The regional textile industry office in Xinjiang is expecting an even greater run for 2017, thanks to massive political and financial support. Many jobs however are not created there. On-site visitors report about state-of-the-art facilities operated by only a few specialists. The political message is clear: Chinese textile production should remain in the country, be of a higher quality and, if necessary, be reoriented in the direction of technical textiles.However, at least private fashion manufacturers are skeptical about whether the politically favored "Go-West" actually pays for them. Because there too, wages are likely to rise sooner or later, according to the justified Apprehension.
The fact that Vietnam, Bangladesh, South Korea and Cambodia have entered the league of important PRC purchasing countries within a few years is a result not least of the fact that Chinese (and other) manufacturers already have dislocated production capacities. They return their products from there for sale to China.Nevertheless, the very large displacement wave so far has not yet happened. In fact, certain limits are imposed on the shift, since the target countries often encounter their capacity limits. Added to this is the extraordinary advantageous network of the various production stages in China: from cotton harvesting to textile processing and final finishing.

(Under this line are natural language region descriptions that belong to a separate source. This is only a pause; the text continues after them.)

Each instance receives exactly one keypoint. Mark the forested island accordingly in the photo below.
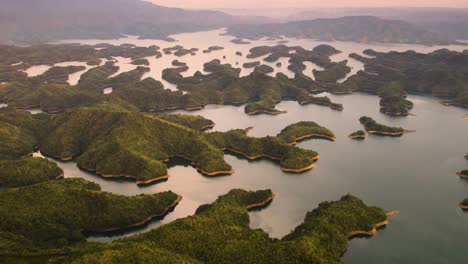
(218, 231)
(372, 127)
(358, 135)
(463, 174)
(113, 142)
(392, 75)
(222, 85)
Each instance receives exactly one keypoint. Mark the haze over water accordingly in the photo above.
(414, 174)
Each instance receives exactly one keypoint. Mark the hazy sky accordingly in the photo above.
(308, 3)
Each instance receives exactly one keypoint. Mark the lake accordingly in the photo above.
(414, 174)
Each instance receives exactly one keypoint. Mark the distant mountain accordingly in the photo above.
(353, 28)
(447, 22)
(39, 21)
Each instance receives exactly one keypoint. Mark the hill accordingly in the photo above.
(363, 29)
(40, 21)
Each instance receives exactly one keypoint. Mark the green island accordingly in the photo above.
(264, 69)
(332, 72)
(27, 171)
(304, 130)
(213, 48)
(178, 63)
(391, 75)
(179, 51)
(113, 142)
(217, 232)
(240, 41)
(222, 85)
(253, 64)
(54, 214)
(358, 135)
(372, 127)
(141, 61)
(463, 174)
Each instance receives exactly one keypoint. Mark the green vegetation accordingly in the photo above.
(18, 134)
(264, 69)
(275, 148)
(144, 62)
(222, 85)
(193, 122)
(332, 73)
(55, 213)
(251, 64)
(358, 135)
(220, 233)
(441, 73)
(178, 63)
(362, 29)
(240, 41)
(128, 144)
(113, 142)
(373, 127)
(27, 171)
(302, 130)
(213, 48)
(393, 100)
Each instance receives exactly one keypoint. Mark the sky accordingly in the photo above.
(308, 3)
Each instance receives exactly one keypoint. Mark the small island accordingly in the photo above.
(358, 135)
(464, 205)
(178, 63)
(372, 127)
(240, 41)
(141, 61)
(264, 69)
(463, 174)
(213, 48)
(227, 219)
(297, 132)
(64, 210)
(253, 64)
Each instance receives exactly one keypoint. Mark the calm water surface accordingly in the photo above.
(414, 174)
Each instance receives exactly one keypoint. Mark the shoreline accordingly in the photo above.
(261, 204)
(205, 173)
(373, 231)
(125, 176)
(266, 112)
(297, 140)
(215, 173)
(138, 224)
(398, 113)
(357, 137)
(311, 166)
(210, 126)
(308, 167)
(376, 132)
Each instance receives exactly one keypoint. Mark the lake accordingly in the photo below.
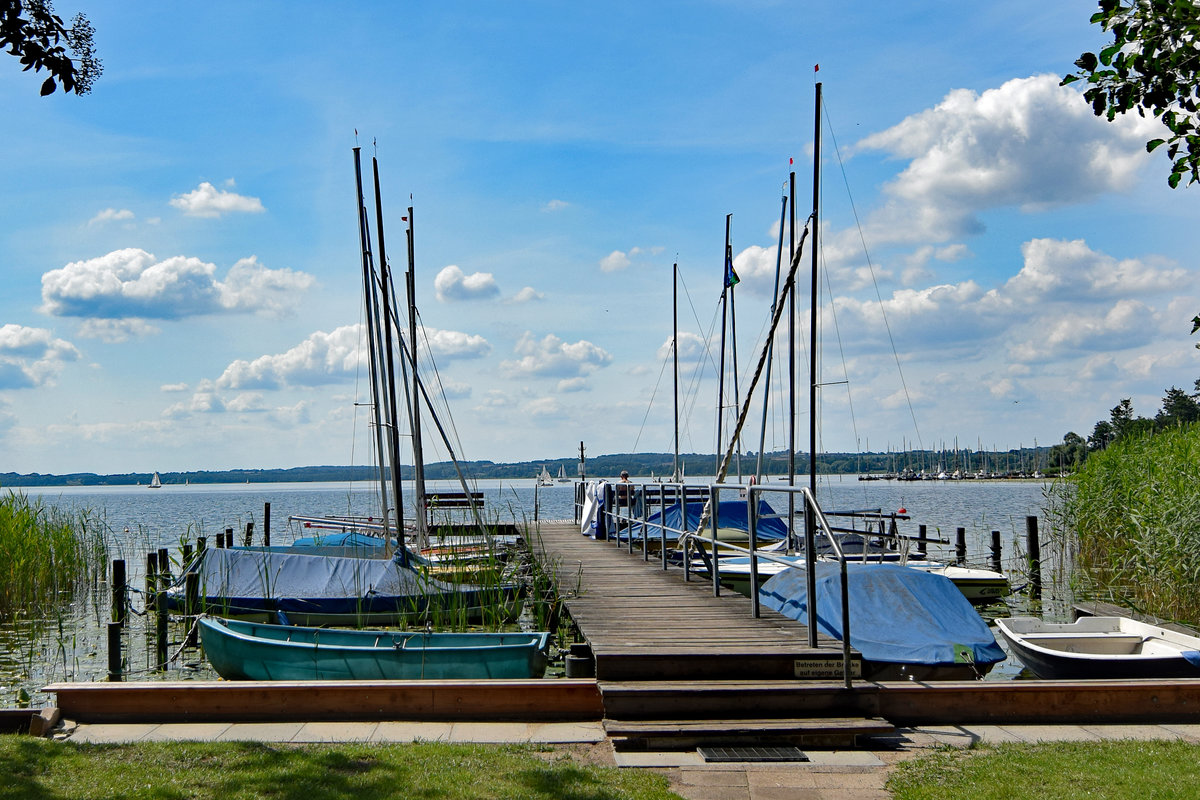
(138, 519)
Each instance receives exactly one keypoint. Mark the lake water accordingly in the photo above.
(137, 519)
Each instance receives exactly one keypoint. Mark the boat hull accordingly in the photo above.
(1113, 648)
(255, 651)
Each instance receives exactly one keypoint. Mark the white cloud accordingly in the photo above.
(453, 284)
(456, 344)
(1031, 144)
(555, 358)
(111, 215)
(133, 283)
(207, 200)
(319, 360)
(526, 295)
(31, 356)
(117, 330)
(615, 262)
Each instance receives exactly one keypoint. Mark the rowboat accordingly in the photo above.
(1101, 647)
(240, 650)
(907, 624)
(977, 584)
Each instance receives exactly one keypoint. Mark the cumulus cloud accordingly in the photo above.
(133, 283)
(456, 344)
(453, 284)
(319, 360)
(527, 294)
(615, 262)
(111, 215)
(207, 200)
(552, 356)
(1030, 143)
(115, 330)
(31, 356)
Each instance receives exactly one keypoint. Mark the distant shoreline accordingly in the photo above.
(640, 465)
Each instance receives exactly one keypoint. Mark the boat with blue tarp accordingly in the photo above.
(906, 624)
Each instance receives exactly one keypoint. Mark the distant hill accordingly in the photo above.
(639, 465)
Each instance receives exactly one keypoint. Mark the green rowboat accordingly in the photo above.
(240, 650)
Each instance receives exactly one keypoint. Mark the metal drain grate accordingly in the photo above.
(751, 753)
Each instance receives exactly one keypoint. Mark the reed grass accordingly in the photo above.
(46, 553)
(1132, 515)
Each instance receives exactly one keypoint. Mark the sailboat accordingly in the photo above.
(311, 589)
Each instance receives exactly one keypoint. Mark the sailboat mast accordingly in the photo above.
(372, 354)
(389, 383)
(675, 349)
(725, 304)
(418, 451)
(809, 516)
(771, 346)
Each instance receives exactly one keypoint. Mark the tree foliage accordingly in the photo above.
(1150, 65)
(31, 31)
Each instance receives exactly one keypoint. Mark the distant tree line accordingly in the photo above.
(1179, 408)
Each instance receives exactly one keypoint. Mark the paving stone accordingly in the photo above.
(409, 732)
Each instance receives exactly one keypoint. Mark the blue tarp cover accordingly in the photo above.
(897, 614)
(731, 513)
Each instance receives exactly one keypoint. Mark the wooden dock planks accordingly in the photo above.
(643, 623)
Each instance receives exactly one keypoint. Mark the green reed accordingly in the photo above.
(1133, 516)
(46, 553)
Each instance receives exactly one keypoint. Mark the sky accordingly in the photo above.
(181, 265)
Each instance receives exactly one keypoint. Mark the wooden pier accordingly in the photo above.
(642, 623)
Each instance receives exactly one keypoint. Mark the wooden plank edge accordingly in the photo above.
(570, 699)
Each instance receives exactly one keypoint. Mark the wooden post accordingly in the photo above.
(114, 651)
(161, 629)
(191, 603)
(151, 577)
(163, 567)
(1033, 547)
(119, 591)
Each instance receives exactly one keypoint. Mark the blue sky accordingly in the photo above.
(181, 278)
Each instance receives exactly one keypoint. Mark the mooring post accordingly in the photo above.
(119, 591)
(191, 603)
(163, 567)
(114, 651)
(161, 629)
(151, 577)
(1033, 547)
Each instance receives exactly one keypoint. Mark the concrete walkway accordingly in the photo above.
(857, 774)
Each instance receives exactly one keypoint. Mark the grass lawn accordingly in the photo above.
(51, 770)
(1103, 770)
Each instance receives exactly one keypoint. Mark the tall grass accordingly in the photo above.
(45, 554)
(1133, 516)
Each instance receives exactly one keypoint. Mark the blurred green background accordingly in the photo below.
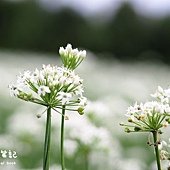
(127, 58)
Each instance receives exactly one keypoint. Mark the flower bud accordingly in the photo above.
(137, 129)
(81, 110)
(127, 130)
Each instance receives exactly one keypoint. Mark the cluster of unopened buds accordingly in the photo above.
(149, 116)
(54, 86)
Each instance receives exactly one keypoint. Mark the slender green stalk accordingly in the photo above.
(86, 155)
(155, 137)
(62, 138)
(46, 157)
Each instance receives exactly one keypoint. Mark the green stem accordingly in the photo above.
(46, 157)
(86, 160)
(155, 137)
(62, 138)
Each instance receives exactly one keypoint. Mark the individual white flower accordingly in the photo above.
(133, 109)
(83, 101)
(42, 90)
(64, 97)
(167, 92)
(13, 90)
(71, 58)
(62, 51)
(82, 54)
(69, 48)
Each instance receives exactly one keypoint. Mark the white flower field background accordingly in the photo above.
(93, 141)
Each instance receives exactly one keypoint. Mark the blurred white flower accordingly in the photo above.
(71, 58)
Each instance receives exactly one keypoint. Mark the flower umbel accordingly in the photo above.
(147, 117)
(57, 88)
(50, 86)
(151, 117)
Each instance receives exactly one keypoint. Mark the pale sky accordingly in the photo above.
(155, 8)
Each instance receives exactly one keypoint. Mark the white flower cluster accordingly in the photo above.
(71, 58)
(50, 86)
(152, 115)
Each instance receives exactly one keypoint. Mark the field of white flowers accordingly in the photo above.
(93, 141)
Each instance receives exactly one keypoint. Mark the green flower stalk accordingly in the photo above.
(56, 88)
(150, 117)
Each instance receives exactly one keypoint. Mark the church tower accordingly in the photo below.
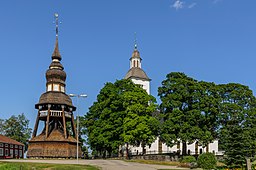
(55, 110)
(136, 74)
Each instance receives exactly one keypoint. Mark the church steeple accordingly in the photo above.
(135, 60)
(56, 52)
(55, 110)
(135, 73)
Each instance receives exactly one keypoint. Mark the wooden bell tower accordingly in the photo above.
(55, 110)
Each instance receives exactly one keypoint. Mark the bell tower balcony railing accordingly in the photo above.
(54, 113)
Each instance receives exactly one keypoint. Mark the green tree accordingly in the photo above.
(122, 114)
(237, 132)
(180, 117)
(189, 109)
(17, 128)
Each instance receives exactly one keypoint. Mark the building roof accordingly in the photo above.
(4, 139)
(53, 97)
(136, 72)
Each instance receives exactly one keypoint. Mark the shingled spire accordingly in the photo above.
(56, 52)
(55, 110)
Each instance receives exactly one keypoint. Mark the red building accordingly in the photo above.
(10, 148)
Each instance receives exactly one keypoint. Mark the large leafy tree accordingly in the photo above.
(237, 128)
(122, 114)
(17, 128)
(189, 109)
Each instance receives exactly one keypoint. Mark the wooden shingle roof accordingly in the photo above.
(4, 139)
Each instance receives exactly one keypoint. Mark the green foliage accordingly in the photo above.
(189, 110)
(122, 114)
(188, 159)
(207, 161)
(237, 122)
(41, 166)
(17, 128)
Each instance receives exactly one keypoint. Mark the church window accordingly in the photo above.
(49, 87)
(55, 87)
(20, 153)
(62, 89)
(6, 152)
(11, 152)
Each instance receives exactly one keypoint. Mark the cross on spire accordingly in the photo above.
(135, 41)
(56, 15)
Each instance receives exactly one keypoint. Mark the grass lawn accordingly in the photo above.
(169, 163)
(42, 166)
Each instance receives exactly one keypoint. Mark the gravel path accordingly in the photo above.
(103, 164)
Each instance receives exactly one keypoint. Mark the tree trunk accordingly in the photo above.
(127, 151)
(207, 148)
(184, 148)
(143, 149)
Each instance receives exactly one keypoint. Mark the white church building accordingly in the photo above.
(138, 76)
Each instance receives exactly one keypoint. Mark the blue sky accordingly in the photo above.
(211, 40)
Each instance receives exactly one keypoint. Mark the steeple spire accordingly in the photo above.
(135, 41)
(56, 52)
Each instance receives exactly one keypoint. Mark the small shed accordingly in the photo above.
(10, 148)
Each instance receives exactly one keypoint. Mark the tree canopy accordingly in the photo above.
(237, 123)
(189, 109)
(122, 114)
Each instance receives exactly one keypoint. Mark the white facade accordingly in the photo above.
(145, 84)
(158, 148)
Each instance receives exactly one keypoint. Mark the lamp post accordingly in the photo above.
(77, 120)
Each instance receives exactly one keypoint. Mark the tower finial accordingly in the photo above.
(135, 41)
(56, 15)
(56, 53)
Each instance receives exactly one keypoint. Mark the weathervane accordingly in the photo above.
(135, 41)
(56, 15)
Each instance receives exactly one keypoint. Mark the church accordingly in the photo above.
(138, 76)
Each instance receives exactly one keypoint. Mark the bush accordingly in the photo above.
(188, 159)
(207, 161)
(188, 162)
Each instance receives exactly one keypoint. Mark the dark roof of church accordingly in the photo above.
(4, 139)
(136, 72)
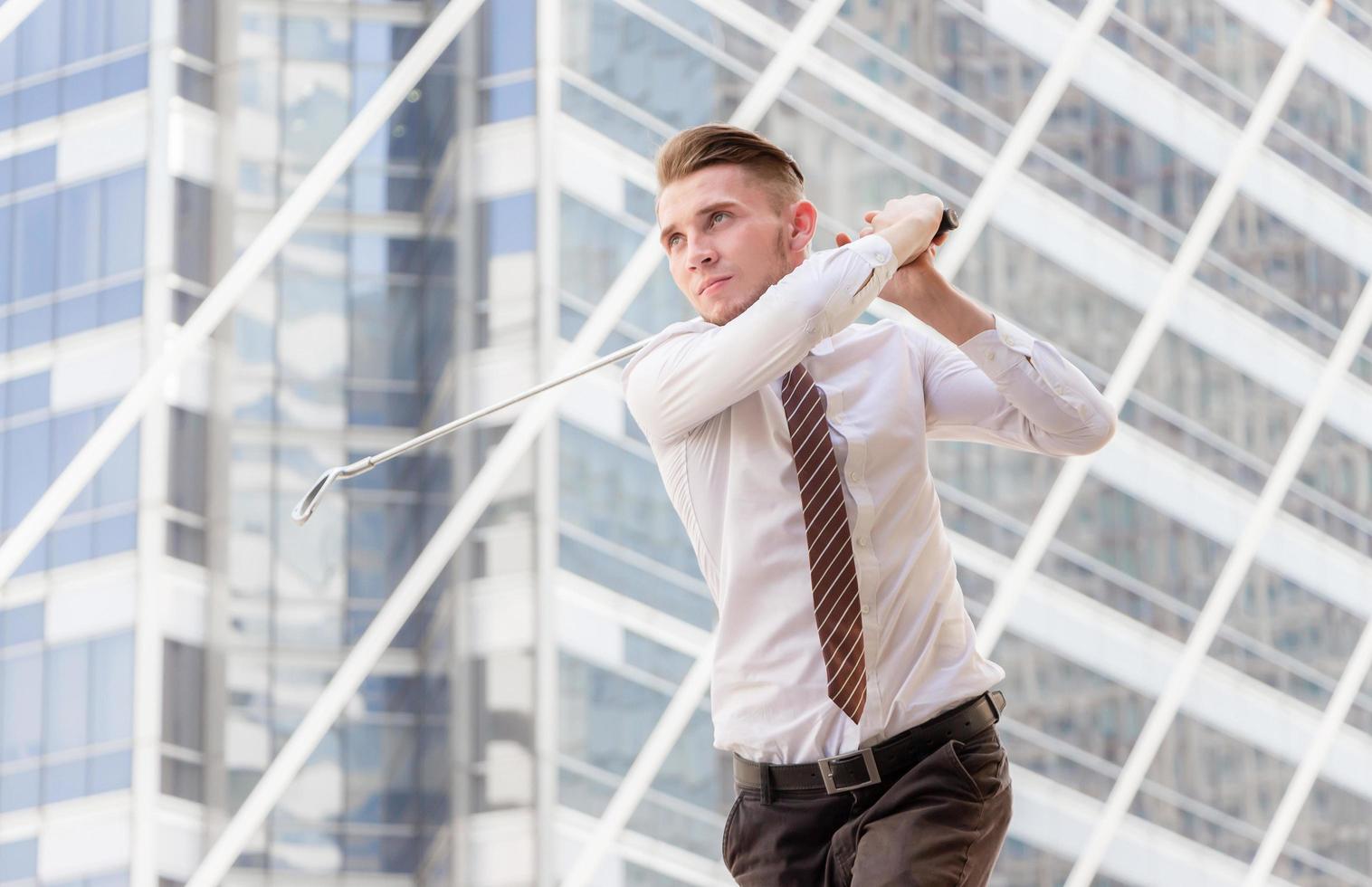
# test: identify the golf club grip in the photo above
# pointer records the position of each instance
(948, 222)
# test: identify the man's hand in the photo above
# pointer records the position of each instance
(917, 284)
(915, 279)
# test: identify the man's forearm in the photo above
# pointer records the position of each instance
(944, 308)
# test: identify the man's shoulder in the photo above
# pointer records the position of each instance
(672, 331)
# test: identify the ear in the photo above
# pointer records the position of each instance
(802, 225)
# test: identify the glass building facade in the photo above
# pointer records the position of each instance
(172, 629)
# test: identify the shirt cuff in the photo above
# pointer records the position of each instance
(997, 350)
(874, 249)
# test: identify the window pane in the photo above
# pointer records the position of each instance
(19, 860)
(21, 706)
(183, 679)
(34, 262)
(82, 36)
(111, 688)
(25, 470)
(66, 698)
(130, 25)
(79, 235)
(122, 222)
(21, 625)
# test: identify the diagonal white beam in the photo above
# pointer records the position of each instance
(13, 14)
(459, 522)
(1023, 138)
(234, 283)
(1150, 329)
(1241, 558)
(1303, 778)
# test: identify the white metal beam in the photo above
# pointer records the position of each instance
(1241, 558)
(451, 533)
(234, 283)
(1303, 778)
(13, 14)
(1150, 329)
(1023, 138)
(215, 307)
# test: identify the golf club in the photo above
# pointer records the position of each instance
(310, 500)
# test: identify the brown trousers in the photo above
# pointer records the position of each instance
(941, 821)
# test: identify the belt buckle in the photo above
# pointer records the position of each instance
(867, 758)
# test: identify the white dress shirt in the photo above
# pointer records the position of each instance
(709, 400)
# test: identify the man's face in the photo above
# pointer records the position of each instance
(726, 241)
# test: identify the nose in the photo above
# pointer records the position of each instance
(702, 255)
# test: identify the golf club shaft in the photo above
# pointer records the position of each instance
(305, 507)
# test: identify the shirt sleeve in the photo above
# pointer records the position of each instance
(1003, 386)
(686, 377)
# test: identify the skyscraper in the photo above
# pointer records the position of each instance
(172, 629)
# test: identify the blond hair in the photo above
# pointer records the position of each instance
(707, 145)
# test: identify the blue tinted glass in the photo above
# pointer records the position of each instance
(19, 790)
(71, 432)
(8, 59)
(21, 706)
(19, 860)
(510, 36)
(121, 302)
(65, 708)
(119, 477)
(34, 167)
(37, 102)
(40, 39)
(510, 102)
(34, 262)
(31, 327)
(25, 470)
(28, 393)
(371, 42)
(21, 625)
(121, 213)
(5, 265)
(79, 234)
(82, 32)
(125, 76)
(63, 781)
(82, 88)
(319, 39)
(510, 224)
(73, 544)
(128, 24)
(109, 772)
(111, 688)
(77, 313)
(116, 534)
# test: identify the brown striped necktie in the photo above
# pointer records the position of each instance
(832, 573)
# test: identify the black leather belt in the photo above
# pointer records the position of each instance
(866, 765)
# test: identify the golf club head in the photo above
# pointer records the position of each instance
(310, 500)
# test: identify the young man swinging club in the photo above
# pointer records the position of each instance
(792, 444)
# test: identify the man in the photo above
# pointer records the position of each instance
(792, 444)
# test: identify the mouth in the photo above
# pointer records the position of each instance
(715, 286)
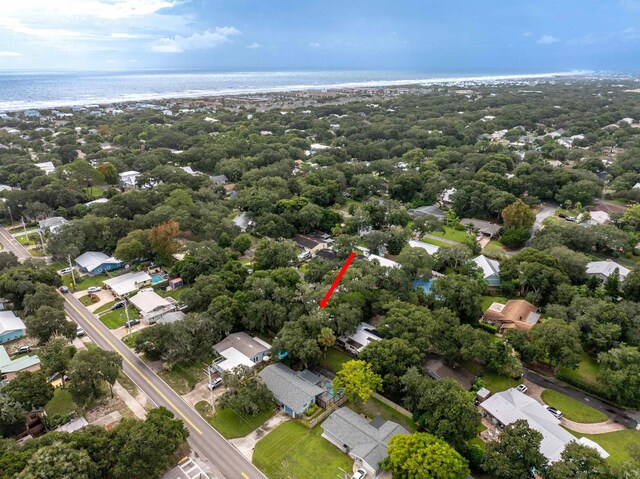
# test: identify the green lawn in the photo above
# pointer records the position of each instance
(230, 424)
(374, 407)
(489, 300)
(291, 451)
(184, 376)
(452, 234)
(29, 239)
(117, 318)
(87, 300)
(617, 444)
(587, 371)
(496, 383)
(435, 242)
(85, 281)
(61, 403)
(334, 359)
(572, 409)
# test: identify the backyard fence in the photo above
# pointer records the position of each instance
(335, 405)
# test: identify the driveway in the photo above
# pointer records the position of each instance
(547, 210)
(627, 418)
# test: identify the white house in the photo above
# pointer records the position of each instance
(127, 283)
(240, 349)
(511, 405)
(603, 269)
(47, 167)
(128, 179)
(152, 306)
(357, 341)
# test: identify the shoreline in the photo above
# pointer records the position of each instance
(201, 94)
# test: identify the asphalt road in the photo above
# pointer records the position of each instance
(11, 245)
(224, 459)
(624, 417)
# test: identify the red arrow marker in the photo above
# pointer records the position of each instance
(325, 300)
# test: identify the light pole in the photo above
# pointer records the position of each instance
(213, 403)
(73, 276)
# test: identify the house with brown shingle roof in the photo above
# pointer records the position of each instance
(517, 313)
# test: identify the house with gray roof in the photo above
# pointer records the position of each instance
(490, 270)
(365, 441)
(294, 392)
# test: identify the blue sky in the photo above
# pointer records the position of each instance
(453, 36)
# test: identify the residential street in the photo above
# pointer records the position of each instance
(627, 418)
(226, 461)
(11, 245)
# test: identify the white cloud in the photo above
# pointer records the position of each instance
(547, 40)
(197, 41)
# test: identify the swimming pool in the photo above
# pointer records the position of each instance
(331, 391)
(424, 284)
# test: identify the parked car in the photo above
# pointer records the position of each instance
(131, 322)
(556, 412)
(117, 305)
(359, 474)
(215, 383)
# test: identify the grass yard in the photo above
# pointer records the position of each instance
(496, 383)
(184, 376)
(117, 318)
(572, 409)
(334, 359)
(61, 403)
(587, 371)
(435, 242)
(374, 407)
(87, 300)
(489, 300)
(230, 424)
(617, 444)
(452, 234)
(83, 282)
(291, 451)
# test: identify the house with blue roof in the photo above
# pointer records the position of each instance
(11, 327)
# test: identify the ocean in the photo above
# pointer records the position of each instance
(27, 90)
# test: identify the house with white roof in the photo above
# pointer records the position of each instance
(508, 406)
(128, 179)
(356, 342)
(240, 349)
(364, 440)
(429, 248)
(128, 283)
(96, 262)
(152, 306)
(603, 269)
(51, 225)
(382, 261)
(11, 327)
(9, 368)
(47, 167)
(490, 270)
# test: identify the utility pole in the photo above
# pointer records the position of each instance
(73, 275)
(213, 403)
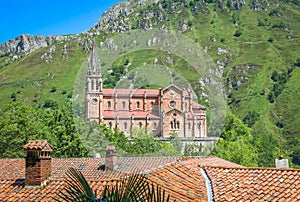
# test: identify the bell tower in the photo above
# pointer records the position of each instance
(94, 94)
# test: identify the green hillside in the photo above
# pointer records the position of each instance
(249, 45)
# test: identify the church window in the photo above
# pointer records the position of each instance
(172, 95)
(154, 126)
(151, 105)
(94, 100)
(92, 85)
(172, 104)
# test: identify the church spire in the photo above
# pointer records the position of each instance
(94, 75)
(94, 63)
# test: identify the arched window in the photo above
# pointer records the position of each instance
(154, 126)
(151, 105)
(92, 85)
(172, 94)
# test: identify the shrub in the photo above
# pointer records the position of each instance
(53, 90)
(238, 33)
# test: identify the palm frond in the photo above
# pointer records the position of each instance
(77, 188)
(132, 188)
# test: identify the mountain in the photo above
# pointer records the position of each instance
(254, 44)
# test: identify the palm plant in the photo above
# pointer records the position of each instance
(132, 188)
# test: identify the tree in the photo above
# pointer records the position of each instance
(19, 123)
(236, 143)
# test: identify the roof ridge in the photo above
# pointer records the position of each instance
(253, 168)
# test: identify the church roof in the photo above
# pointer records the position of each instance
(128, 114)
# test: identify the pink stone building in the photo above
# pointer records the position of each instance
(161, 111)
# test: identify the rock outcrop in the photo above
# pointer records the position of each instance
(25, 44)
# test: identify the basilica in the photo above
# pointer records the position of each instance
(160, 111)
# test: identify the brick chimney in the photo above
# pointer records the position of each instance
(111, 158)
(281, 162)
(38, 163)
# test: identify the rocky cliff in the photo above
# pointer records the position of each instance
(25, 43)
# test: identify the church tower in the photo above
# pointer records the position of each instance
(94, 93)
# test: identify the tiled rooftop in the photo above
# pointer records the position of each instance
(133, 92)
(254, 184)
(181, 177)
(39, 145)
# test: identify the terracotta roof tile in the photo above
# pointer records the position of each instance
(181, 177)
(254, 184)
(38, 145)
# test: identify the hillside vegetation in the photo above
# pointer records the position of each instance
(255, 44)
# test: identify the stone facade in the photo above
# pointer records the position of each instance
(161, 111)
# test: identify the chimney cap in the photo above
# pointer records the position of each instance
(110, 147)
(41, 145)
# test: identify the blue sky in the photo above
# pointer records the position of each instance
(52, 17)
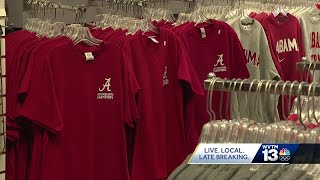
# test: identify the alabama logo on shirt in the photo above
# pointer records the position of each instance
(105, 91)
(219, 64)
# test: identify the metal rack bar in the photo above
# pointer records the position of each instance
(50, 4)
(224, 85)
(310, 66)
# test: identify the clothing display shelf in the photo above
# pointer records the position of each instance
(272, 87)
(2, 90)
(57, 5)
(308, 65)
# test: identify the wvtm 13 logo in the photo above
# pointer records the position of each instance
(272, 153)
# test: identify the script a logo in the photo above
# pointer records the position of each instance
(219, 64)
(105, 87)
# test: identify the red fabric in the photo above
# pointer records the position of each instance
(87, 139)
(16, 160)
(204, 54)
(163, 71)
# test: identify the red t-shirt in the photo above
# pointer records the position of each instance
(85, 106)
(13, 43)
(163, 71)
(38, 143)
(212, 48)
(286, 44)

Future theme digitization As part of the country-wide "Made in China 2025" strategy, the textile industry is trying to exploit the many and new opened possibilities of digitization. In view of the increasing individualization of consumption, more machines will probably be required in the future, which are, for example, able to knit sweaters according to the size, color and pattern of the individual customer. In principle, intelligent networking of production, real shops and e-commerce are seen as the challenge of the future.